Near my wife’s home town is a huge wind farm, with several miles of huge wind-powered generators reaching high into the sky. I love them. They can be seen from twenty miles away, which is about when the joking starts. As the distance diminishes, an optical illusion begins. It becomes very difficult to discern the rotational direction of the arms on the tower. From one perspective they look like they are travelling clockwise, but as we get closer and the angle of perspective changes they actually are turning in the opposite direction. The fact is they always turn in the same direction, but one’s viewing perspective can make them appear to be turning the other way.
Perspective matters. Jesus told His church in Smyrna to look at life from the right perspective. From the human perspective they appeared to be in trouble and in poverty; but from God’s perspective they were rich.
This morning in my devotions, Charles Spurgeon wrote this:
God’s people have their trials. It was never designed by God, when He chose His people, that they should be an untried people.
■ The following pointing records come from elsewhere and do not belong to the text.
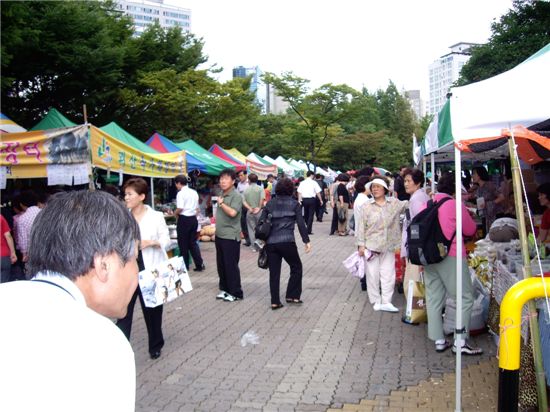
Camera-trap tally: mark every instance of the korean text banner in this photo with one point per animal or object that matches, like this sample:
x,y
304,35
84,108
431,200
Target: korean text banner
x,y
27,155
110,154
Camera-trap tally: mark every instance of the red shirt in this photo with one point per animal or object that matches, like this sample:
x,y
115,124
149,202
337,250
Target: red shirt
x,y
4,228
545,222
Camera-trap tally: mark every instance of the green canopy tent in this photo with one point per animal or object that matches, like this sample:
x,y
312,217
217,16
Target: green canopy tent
x,y
53,120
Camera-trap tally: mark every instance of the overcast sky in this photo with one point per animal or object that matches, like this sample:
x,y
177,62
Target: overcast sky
x,y
357,42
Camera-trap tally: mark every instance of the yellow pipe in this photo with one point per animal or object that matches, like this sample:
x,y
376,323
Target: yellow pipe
x,y
510,318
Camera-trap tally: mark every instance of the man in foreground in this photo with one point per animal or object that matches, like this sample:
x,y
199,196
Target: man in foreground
x,y
59,349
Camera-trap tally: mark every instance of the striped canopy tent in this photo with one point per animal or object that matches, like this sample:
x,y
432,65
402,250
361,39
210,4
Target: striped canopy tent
x,y
224,155
478,117
53,120
161,144
477,122
214,165
289,169
164,145
9,126
123,136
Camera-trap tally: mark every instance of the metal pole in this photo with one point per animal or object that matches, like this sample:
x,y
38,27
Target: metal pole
x,y
532,310
459,328
152,194
432,169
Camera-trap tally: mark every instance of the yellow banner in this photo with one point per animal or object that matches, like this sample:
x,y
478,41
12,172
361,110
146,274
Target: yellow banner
x,y
111,154
27,155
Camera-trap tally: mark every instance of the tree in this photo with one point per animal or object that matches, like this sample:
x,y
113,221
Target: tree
x,y
518,34
192,105
318,111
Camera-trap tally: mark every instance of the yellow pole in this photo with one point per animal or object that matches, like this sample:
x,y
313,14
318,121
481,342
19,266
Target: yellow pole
x,y
510,338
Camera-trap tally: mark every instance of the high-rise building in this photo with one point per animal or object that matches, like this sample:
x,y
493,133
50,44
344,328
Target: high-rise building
x,y
413,96
257,86
444,72
146,12
275,103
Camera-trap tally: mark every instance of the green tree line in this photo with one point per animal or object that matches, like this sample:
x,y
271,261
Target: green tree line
x,y
69,54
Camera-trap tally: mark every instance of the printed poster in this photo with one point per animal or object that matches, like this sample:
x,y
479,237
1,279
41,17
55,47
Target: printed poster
x,y
164,283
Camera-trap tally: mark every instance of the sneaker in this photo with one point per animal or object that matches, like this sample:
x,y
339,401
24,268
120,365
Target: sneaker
x,y
388,307
230,298
469,350
442,346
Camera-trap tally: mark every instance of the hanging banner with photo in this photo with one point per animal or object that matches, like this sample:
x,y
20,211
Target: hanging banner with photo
x,y
29,154
111,154
165,282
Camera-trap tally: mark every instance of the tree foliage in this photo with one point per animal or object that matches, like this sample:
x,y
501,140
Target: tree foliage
x,y
518,34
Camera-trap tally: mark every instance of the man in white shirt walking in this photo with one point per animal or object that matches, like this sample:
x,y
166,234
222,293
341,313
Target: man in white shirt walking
x,y
308,190
83,250
187,204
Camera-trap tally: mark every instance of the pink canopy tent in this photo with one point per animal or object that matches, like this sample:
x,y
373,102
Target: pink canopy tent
x,y
222,154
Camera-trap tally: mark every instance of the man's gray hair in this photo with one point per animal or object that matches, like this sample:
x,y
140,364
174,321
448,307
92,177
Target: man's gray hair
x,y
75,227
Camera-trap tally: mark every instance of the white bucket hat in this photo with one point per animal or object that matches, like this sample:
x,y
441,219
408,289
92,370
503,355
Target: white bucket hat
x,y
377,181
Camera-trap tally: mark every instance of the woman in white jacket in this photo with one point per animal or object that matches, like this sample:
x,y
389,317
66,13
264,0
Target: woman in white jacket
x,y
154,240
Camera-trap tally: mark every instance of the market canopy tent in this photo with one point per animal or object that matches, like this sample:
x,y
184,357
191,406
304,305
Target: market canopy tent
x,y
164,145
224,155
53,120
477,116
9,126
214,165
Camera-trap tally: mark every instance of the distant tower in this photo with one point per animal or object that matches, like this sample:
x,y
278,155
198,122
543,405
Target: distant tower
x,y
146,12
413,96
444,72
256,84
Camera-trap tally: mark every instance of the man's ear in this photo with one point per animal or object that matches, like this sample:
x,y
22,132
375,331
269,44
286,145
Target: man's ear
x,y
102,267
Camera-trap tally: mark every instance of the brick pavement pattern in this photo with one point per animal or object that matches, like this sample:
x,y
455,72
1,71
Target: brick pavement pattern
x,y
332,352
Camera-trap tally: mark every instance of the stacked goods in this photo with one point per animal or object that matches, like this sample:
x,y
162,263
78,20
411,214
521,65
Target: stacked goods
x,y
208,233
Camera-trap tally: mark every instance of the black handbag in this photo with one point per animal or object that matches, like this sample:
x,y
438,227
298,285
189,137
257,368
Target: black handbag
x,y
263,228
262,258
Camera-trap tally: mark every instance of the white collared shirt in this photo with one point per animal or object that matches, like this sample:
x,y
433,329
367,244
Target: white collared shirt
x,y
309,188
187,200
79,359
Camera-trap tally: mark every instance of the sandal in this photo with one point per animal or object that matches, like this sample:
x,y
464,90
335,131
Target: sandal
x,y
469,350
442,347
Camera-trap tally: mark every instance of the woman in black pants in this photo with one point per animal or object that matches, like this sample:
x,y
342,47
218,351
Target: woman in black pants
x,y
280,244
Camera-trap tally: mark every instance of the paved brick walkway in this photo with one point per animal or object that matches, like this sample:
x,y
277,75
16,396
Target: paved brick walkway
x,y
333,351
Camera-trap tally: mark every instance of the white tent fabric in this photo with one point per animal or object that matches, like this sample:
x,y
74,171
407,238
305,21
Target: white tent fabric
x,y
516,97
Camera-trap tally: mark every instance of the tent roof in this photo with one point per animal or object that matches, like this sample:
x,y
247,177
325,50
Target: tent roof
x,y
162,144
9,126
237,155
214,165
120,134
222,154
53,120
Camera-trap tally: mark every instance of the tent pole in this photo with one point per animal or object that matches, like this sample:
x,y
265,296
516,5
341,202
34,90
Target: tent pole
x,y
531,308
152,194
459,327
432,169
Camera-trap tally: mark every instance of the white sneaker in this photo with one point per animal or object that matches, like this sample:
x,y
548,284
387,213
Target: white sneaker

They were chosen in the furnace of affliction; they were never chosen to worldly peace and earthly joy. Freedom from sickness and the pains of mortality was never promised them; but when their Lord drew up the charter of privileges, He included chastisements amongst the things to which they should inevitably be heirs.
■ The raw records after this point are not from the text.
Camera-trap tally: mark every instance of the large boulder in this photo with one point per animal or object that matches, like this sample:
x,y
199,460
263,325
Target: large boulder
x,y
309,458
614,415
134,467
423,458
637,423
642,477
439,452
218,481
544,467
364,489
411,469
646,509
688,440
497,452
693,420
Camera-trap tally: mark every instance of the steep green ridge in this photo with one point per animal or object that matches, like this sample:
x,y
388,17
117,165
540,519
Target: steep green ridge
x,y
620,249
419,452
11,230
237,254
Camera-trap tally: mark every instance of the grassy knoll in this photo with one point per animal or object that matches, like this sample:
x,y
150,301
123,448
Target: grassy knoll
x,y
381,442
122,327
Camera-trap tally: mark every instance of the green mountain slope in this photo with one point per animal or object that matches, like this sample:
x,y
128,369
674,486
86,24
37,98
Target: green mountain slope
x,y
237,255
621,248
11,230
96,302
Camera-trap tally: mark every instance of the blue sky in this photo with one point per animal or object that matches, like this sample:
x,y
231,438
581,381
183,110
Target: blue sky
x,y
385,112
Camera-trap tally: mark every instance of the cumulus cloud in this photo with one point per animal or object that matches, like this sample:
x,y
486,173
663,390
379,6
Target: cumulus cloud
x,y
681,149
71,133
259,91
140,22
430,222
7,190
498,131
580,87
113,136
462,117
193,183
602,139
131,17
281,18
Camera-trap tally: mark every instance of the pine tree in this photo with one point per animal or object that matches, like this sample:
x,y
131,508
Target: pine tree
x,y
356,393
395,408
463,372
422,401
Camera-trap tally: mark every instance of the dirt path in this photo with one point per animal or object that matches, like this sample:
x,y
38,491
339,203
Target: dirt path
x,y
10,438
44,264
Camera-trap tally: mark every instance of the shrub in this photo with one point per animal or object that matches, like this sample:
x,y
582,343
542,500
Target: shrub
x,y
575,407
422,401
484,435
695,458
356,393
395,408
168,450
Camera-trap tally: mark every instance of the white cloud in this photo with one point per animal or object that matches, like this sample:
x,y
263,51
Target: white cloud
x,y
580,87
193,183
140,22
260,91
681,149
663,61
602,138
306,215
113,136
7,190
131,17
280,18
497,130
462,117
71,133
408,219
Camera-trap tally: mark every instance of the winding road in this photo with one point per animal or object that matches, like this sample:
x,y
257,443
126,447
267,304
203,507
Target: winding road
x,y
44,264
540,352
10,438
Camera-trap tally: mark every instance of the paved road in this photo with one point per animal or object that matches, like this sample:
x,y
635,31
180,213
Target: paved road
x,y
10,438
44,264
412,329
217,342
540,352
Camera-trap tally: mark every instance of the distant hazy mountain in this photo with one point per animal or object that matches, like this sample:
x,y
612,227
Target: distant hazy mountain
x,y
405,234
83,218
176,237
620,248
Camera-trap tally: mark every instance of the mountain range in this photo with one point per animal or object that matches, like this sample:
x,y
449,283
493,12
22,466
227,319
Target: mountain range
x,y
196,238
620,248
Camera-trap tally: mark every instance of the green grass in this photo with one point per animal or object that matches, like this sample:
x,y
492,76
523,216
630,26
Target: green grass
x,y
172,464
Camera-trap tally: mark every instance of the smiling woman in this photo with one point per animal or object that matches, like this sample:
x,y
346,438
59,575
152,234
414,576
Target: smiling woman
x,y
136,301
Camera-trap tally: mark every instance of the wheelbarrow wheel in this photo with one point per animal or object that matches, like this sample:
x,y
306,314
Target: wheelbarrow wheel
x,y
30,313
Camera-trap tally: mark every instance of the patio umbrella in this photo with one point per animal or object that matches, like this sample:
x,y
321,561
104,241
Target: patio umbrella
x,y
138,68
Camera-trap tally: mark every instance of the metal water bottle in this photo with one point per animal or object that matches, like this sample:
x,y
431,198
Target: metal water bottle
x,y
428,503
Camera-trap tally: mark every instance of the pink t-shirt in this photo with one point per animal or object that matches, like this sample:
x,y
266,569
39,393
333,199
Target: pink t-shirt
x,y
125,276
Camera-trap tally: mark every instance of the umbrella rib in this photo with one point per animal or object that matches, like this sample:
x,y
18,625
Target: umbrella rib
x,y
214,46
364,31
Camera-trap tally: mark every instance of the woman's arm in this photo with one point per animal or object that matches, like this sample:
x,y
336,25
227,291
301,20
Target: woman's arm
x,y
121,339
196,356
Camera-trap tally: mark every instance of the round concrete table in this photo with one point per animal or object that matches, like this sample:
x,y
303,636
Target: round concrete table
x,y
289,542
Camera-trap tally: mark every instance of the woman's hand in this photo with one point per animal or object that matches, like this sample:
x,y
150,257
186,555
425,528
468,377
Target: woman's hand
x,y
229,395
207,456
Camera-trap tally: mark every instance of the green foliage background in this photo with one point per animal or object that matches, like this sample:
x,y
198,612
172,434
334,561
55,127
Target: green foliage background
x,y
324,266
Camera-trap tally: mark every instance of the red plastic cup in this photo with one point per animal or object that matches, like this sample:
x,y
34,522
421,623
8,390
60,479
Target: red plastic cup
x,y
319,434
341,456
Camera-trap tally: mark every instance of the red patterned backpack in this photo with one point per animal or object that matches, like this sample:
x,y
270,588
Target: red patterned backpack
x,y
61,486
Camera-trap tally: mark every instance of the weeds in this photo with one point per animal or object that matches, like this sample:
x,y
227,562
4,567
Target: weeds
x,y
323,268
Trials are a part of our lot; they were predestinated for us in Christ’s last legacy. So surely as the stars are fashioned by his hands, and their orbits fixed by Him, so surely are our trials allotted to us: He has ordained their season and their place, their intensity and the effect they shall have upon us. Good men must never expect to escape troubles; if they do, they will be disappointed, for none of their predecessors have been without them.
Mark the patience of Job; remember Abraham, for he had his trials, and by his faith under them, he became the “Father of the faithful.” Note well the biographies of all the patriarchs, prophets, apostles, and martyrs, and you shall discover none of those whom God made vessels of mercy, who were not made to pass through the fire of affliction. It is ordained of old that the cross of trouble should be engraved on every vessel of mercy, as the royal mark whereby the King’s vessels of honor are distinguished.
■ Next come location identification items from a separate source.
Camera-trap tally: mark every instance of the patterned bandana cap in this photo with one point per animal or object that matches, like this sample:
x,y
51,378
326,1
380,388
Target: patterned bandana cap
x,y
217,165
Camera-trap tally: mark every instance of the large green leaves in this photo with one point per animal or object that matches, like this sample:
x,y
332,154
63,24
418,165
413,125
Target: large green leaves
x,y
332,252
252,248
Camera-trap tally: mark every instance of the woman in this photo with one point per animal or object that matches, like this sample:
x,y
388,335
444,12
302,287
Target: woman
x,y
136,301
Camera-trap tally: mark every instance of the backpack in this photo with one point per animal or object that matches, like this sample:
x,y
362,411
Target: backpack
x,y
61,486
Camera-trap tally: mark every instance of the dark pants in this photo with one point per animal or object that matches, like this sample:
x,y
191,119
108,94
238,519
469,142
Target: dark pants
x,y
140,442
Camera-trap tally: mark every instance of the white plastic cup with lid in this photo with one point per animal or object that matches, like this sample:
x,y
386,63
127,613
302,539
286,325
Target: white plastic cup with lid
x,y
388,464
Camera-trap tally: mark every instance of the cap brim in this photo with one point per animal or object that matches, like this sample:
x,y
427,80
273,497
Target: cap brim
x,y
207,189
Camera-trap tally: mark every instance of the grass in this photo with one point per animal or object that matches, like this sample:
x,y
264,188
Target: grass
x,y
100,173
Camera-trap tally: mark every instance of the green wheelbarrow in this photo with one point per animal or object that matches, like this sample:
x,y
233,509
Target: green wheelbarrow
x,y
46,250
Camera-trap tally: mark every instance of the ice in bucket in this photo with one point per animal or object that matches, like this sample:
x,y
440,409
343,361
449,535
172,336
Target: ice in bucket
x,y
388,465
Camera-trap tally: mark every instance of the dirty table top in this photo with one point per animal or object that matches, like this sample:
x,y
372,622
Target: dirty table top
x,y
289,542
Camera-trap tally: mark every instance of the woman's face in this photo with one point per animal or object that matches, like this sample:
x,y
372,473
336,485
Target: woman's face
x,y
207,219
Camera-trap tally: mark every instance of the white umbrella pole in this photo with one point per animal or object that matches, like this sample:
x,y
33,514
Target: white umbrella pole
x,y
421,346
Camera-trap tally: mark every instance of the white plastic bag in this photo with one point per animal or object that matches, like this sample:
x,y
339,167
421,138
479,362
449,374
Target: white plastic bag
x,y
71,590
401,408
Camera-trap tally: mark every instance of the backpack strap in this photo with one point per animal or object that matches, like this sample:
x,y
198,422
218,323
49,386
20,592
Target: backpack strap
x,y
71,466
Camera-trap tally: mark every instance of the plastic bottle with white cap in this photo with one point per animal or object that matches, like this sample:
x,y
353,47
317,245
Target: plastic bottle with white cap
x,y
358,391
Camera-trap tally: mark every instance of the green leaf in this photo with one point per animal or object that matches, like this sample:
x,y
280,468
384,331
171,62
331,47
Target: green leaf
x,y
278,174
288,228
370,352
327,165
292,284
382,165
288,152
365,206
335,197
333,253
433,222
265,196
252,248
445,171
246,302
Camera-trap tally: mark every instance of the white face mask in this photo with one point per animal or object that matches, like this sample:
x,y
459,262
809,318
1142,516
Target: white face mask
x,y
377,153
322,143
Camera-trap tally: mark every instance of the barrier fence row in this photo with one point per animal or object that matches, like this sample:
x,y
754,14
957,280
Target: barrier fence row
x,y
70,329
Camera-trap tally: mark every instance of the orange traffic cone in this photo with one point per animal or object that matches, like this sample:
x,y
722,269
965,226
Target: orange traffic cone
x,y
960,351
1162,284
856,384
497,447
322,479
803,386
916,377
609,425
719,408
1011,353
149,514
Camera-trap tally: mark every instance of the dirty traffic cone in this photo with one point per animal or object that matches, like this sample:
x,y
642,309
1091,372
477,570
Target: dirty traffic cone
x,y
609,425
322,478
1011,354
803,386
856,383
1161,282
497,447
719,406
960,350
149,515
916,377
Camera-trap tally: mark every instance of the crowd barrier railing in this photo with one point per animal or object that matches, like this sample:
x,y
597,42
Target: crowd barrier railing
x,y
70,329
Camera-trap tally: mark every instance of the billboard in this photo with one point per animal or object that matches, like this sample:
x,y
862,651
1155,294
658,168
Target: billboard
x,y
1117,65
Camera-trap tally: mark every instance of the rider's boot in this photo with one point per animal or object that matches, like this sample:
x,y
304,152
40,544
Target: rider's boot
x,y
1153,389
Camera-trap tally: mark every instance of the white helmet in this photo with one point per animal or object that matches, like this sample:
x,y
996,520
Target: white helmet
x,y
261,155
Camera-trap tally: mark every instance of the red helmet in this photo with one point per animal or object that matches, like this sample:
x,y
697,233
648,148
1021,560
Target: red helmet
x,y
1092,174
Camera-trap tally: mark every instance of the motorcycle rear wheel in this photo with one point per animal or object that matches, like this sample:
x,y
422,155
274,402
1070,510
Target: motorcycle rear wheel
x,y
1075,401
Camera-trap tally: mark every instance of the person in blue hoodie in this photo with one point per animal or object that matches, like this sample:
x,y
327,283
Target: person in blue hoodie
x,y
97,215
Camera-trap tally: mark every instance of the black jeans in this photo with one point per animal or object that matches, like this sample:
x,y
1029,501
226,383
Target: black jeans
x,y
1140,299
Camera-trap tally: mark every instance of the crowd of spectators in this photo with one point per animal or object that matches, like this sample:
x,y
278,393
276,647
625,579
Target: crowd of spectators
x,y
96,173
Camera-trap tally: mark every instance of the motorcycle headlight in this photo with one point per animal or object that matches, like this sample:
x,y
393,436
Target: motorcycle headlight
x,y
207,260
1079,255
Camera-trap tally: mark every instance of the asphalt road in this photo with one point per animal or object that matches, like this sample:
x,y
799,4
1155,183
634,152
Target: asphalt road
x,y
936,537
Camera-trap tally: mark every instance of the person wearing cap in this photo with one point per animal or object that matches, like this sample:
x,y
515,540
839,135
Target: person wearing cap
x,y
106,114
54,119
But although tribulation is thus the path of God’s children, they have the comfort of knowing that their Master has traversed it before them; they have His presence and sympathy to cheer them, His grace to support them, and His example to teach them how to endure; and when they reach “the kingdom,” it will more than make amends for the “much tribulation” through which they passed to enter it.
We are so rich in Christ. Our troubles do not define us as poor. Our lifestyles do not increase or decrease our value. Our earthly treasures will all be lost, but our eternal inheritance is secured and kept by the power of God, ready to be revealed in Christ’s presence. If you are struggling with that truth, maybe a change of perspective is necessary.